Arapahoe High School Active Shooter Post-Incident Review

*NEW* Arapahoe High School Active Shooter Post-Incident Review report (PDF, 1.5MB)

Presentation of Findings from the Post-Incident Review of the Arapaho High School Shooting

Arapahoe High School

As outlined in a blog last week and reported in Campus Safety Magazine, Safe Havens International conducted a pro bono independent review of the active shooter incident that occurred at Arapaho High School in Littleton, Colorado in 2013.  This review was conducted as part of an arbitration process agreed to by the Littleton Public School District (LPS) and the parents of Arapaho High School student Claire Davis, who was killed in the attack.  I presented the findings of our team to the Littleton Public School Board last Thursday.  Dr.
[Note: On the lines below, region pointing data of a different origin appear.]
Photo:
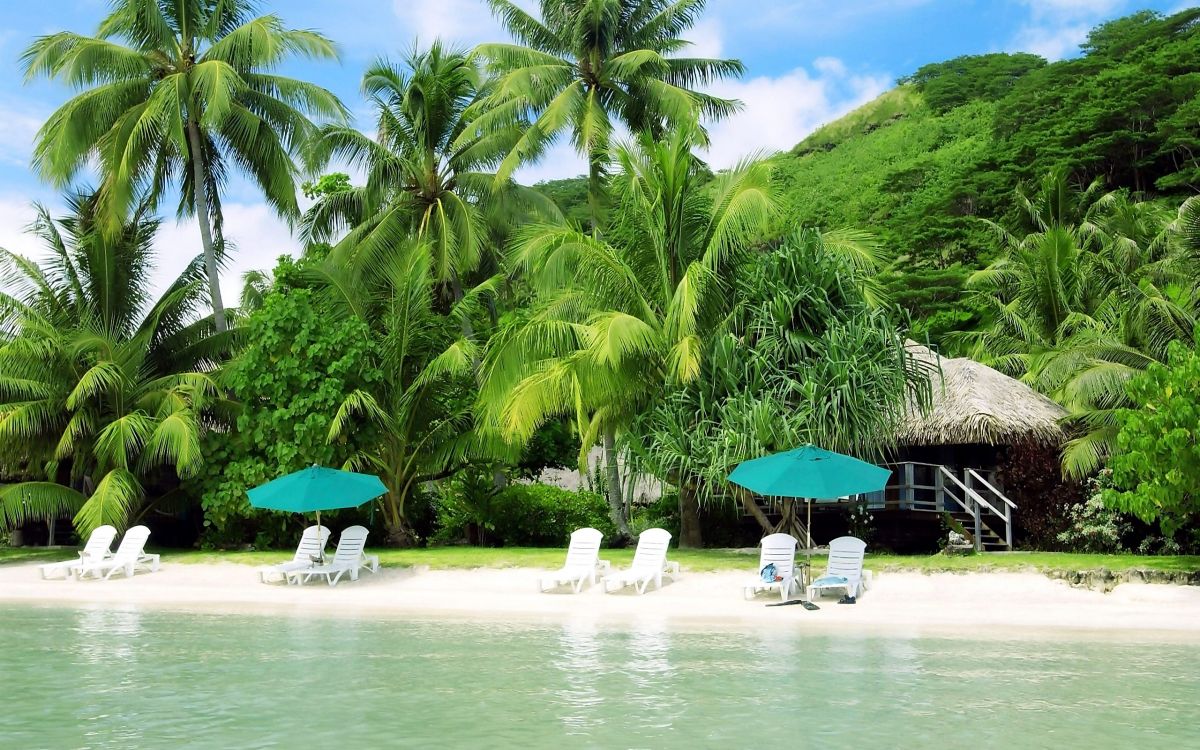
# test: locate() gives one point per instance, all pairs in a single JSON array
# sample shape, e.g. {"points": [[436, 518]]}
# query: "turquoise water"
{"points": [[148, 679]]}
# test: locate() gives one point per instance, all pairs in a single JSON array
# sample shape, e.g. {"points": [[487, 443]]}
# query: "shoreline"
{"points": [[1006, 605]]}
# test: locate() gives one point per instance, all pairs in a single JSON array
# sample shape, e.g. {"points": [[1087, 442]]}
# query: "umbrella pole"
{"points": [[808, 526], [321, 553]]}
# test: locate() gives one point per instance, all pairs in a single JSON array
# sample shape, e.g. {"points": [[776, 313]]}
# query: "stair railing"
{"points": [[976, 504]]}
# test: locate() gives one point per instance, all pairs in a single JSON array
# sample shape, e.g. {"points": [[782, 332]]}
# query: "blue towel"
{"points": [[831, 581]]}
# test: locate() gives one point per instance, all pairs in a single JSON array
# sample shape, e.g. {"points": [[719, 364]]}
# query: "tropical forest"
{"points": [[640, 330]]}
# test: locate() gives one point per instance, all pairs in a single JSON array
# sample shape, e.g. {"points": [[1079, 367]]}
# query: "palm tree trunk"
{"points": [[202, 215], [612, 491], [595, 192]]}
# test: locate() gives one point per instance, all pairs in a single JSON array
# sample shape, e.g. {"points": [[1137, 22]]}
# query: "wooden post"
{"points": [[1008, 526]]}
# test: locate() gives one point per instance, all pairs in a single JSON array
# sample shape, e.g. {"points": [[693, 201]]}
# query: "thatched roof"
{"points": [[976, 405]]}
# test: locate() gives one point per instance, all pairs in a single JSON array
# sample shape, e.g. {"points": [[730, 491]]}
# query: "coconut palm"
{"points": [[1078, 309], [180, 94], [421, 407], [587, 66], [102, 389], [615, 321], [429, 172], [804, 357]]}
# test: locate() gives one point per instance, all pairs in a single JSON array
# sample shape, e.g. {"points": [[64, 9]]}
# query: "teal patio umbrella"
{"points": [[811, 473], [315, 490]]}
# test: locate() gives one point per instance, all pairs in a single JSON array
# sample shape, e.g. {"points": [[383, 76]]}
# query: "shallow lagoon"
{"points": [[103, 678]]}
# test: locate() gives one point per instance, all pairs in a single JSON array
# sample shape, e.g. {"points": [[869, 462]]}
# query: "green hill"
{"points": [[923, 163]]}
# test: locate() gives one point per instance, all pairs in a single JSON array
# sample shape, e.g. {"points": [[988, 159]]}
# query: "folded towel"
{"points": [[831, 581]]}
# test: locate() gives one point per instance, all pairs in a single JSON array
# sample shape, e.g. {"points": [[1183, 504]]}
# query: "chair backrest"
{"points": [[846, 557], [652, 549], [779, 550], [351, 545], [133, 543], [312, 543], [585, 547], [100, 543]]}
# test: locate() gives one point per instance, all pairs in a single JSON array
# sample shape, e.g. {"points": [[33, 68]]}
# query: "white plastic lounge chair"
{"points": [[845, 569], [97, 549], [778, 550], [312, 544], [348, 558], [129, 557], [582, 563], [649, 563]]}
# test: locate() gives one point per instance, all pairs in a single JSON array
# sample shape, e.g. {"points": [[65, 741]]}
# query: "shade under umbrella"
{"points": [[811, 473], [315, 490]]}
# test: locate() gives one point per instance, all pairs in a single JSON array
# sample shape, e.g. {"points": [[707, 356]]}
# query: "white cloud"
{"points": [[1056, 28], [559, 161], [16, 214], [707, 40], [19, 123], [461, 22], [258, 234], [258, 239], [779, 112], [1053, 43]]}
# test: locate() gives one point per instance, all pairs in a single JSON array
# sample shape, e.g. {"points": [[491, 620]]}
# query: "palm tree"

Linda Kanan and Dr. John Nicolletti also presented to the board on a separate report they prepared with the assistance of Dr. Sara Gorrido and Mariya Dvoskina. This meeting was followed by a press conference.

The following day, we presented our findings to a subcommittee of the Colorado Legislature at the State Capitol.  Two experts who conducted a review for the Davis family also presented their findings to the committee.  The well-attended hearing lasted four and a half hours. A major focus of the post-incident reviews were on student threat evaluation and why no students used state’s Safe2Tell anonymous reporting line even though the school participated in this program at the time of the shooting.

Looking Comprehensively at School Shootings

During this process, Dr. Kanan has mentioned to me that there is a dangerous tendency for people to try to boil school shootings down into overly simplified concepts.  I agree with her concerns.  One important caution in the Safe Havens report involved the need to look comprehensively at the prevention of active shooter incidents.  While these two topical areas are clearly important and were among a number of important aspects of this particular case, we cautioned that a number of active shooter events at K12 schools did not involved currently enrolled students.  For example, two of the nation’s three most deadly K12 school shootings to date involved attackers who were not currently enrolled students at the time of their attacks.  As these three attacks account for roughly 70% of all homicides by active shooter deaths in K12 schools in the United States from 1998 to 2013, it is important to remember that prevention strategies must address outside aggressors as well as student attackers.  An over-reliance on only a few prevention strategies can leave gaps that are easily exploited by future attackers.

Lessons Learned

The unique arbitration process will help educators, mental health professionals, school safety practitioners and legislators better understand how this tragedy occurred.  There were some points of agreement between the three evaluation teams as well as some very significant differences. When carefully read, the reports can also shed light into ways to enhance our ability to try to prevent future school attacks.   We hope that those how are concerned about school violence prevention will learn from this process.